From: Ralf Wildenhues
Subject: Re: address@hidden: libjava build times]
Date: Thu, 5 May 2005 15:17:26 +0200
User-agent: Mutt/1.5.9i

Hi Peter,

* Peter O'Gorman wrote on Thu, May 05, 2005 at 02:13:31PM CEST:
> Ralf Wildenhues wrote:
> 
> | I'm pretty sure I can get it quite a bit faster even.  The patches need
> | cleanup so that they use allowed file names and work properly in corner
> | cases as well, but those don't scale with the number of objects, so they
> | matter less.
> 
> | +     $ECHO "$oldobjs" | $SP2NL | $SED -n -e '/./p' >_objs
> 
> Ralf, you really rock!

Thanks.  :-)

> I do worry about this echo though. How big is $oldobjs? Will we exceed the
> max_cmd_len if echo is an external program?
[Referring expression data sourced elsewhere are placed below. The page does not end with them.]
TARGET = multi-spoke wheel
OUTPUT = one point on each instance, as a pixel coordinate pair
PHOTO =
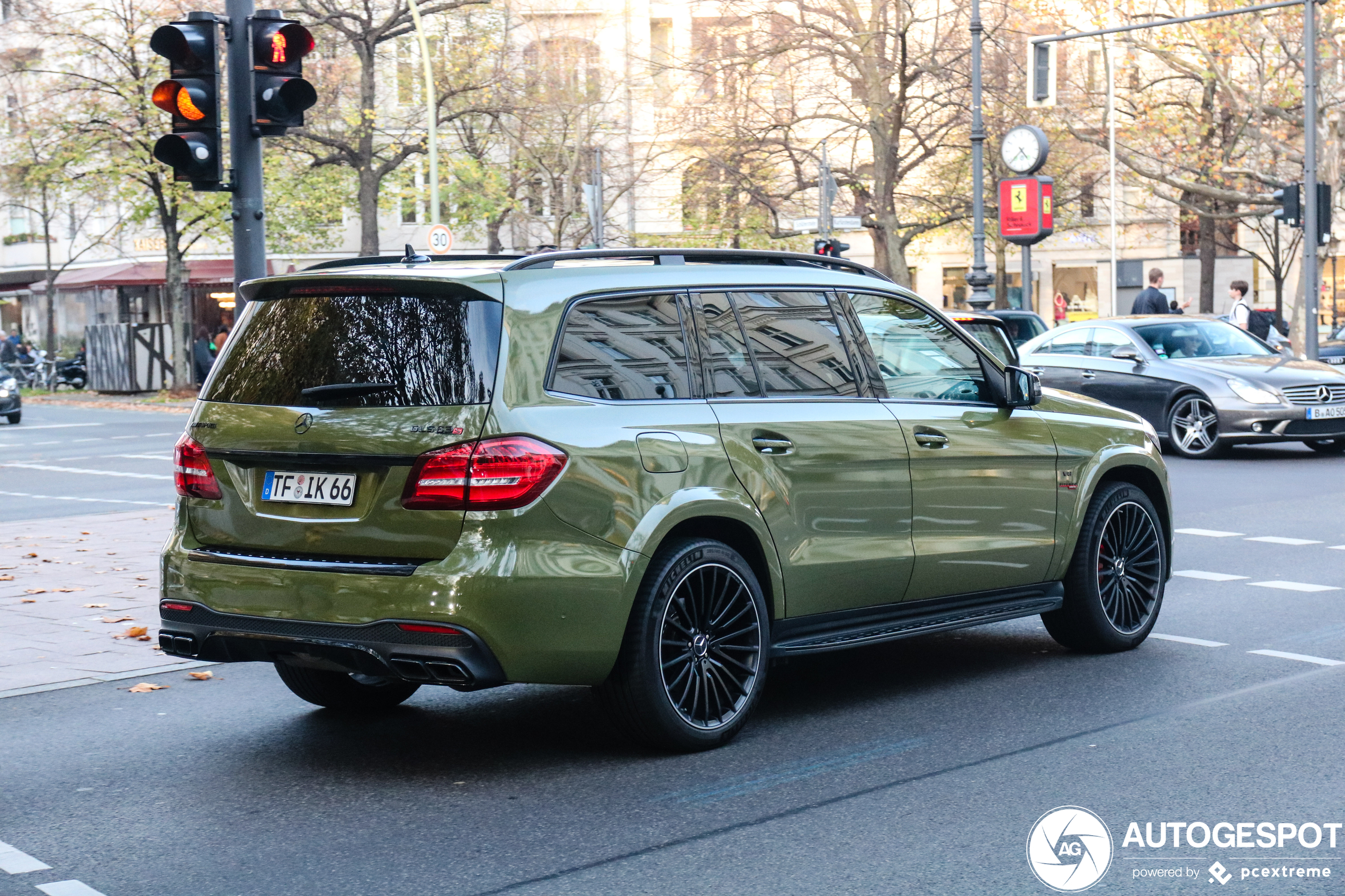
(1130, 567)
(1115, 581)
(1194, 428)
(693, 662)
Yep, that's right, thanks for noting.  Doesn't matter here, though, as
my next patch makes it unnecessary.  :-)

That one still needs testing, but the idea is to kill all quadratic
loops in the func_mode_link initialization:

Stuff like
  compile_command="$compile_command $qarg"
is better written as
  $ECHO " $qarg" >&FD_COMPILE_COMMAND

where FD_COMPILE_COMMAND is a m4 macro which evaluates to a file
descriptor for the file holding the contents of compile_command.
Same for oldobjs and a couple of other iteratively-set parameters.
The desired value is then retrieved quickly by

  compile_command=`$SED 's/^ //' <"$compile_command_file" | $NL2SP`

This gets me down from 2 minutes initialization to about 30 seconds for
the convenience lib in question.  It can easily lead to worse results if
$ECHO is not internal, though, so preventing that will be even more
important.  Also, I previously thought that some modern shell out there
optimized
  foo="$foo $bar"
assignments, but I can't find it now.

Another thing I am wondering about, is the following:  All shells I've
tested (under linux) do repeated dup()s and close()s for something like
this:

  exec 5>file
  echo foo >&5
  echo bar >&5

strace of important part:

| open("file", O_WRONLY|O_CREAT|O_TRUNC|O_LARGEFILE, 0666) = 3
| fcntl64(5, F_DUPFD, 10)                 = -1 EBADF (Bad file descriptor)
| fcntl64(3, F_DUPFD, 5)                  = 5
| close(3)                                = 0
| fcntl64(1, F_DUPFD, 10)                 = 10
| close(1)                                = 0
| fcntl64(5, F_DUPFD, 1)                  = 1
| write(1, "foo\n", 4)                    = 4
| close(1)                                = 0
| fcntl64(10, F_DUPFD, 1)                 = 1
| close(10)                               = 0
| fcntl64(1, F_DUPFD, 10)                 = 10
| close(1)                                = 0
| fcntl64(5, F_DUPFD, 1)                  = 1
| write(1, "bar\n", 4)                    = 4
| close(1)                                = 0
| fcntl64(10, F_DUPFD, 1)                 = 1
| close(10)                               = 0

Why can't they write() to the right fd immediately and skip all the fd
creation and destruction?  Note I don't know whether that is a limiting
factor, but it sure looks a good candidate.

libjava really is a nice test candidate for killing bottlenecks.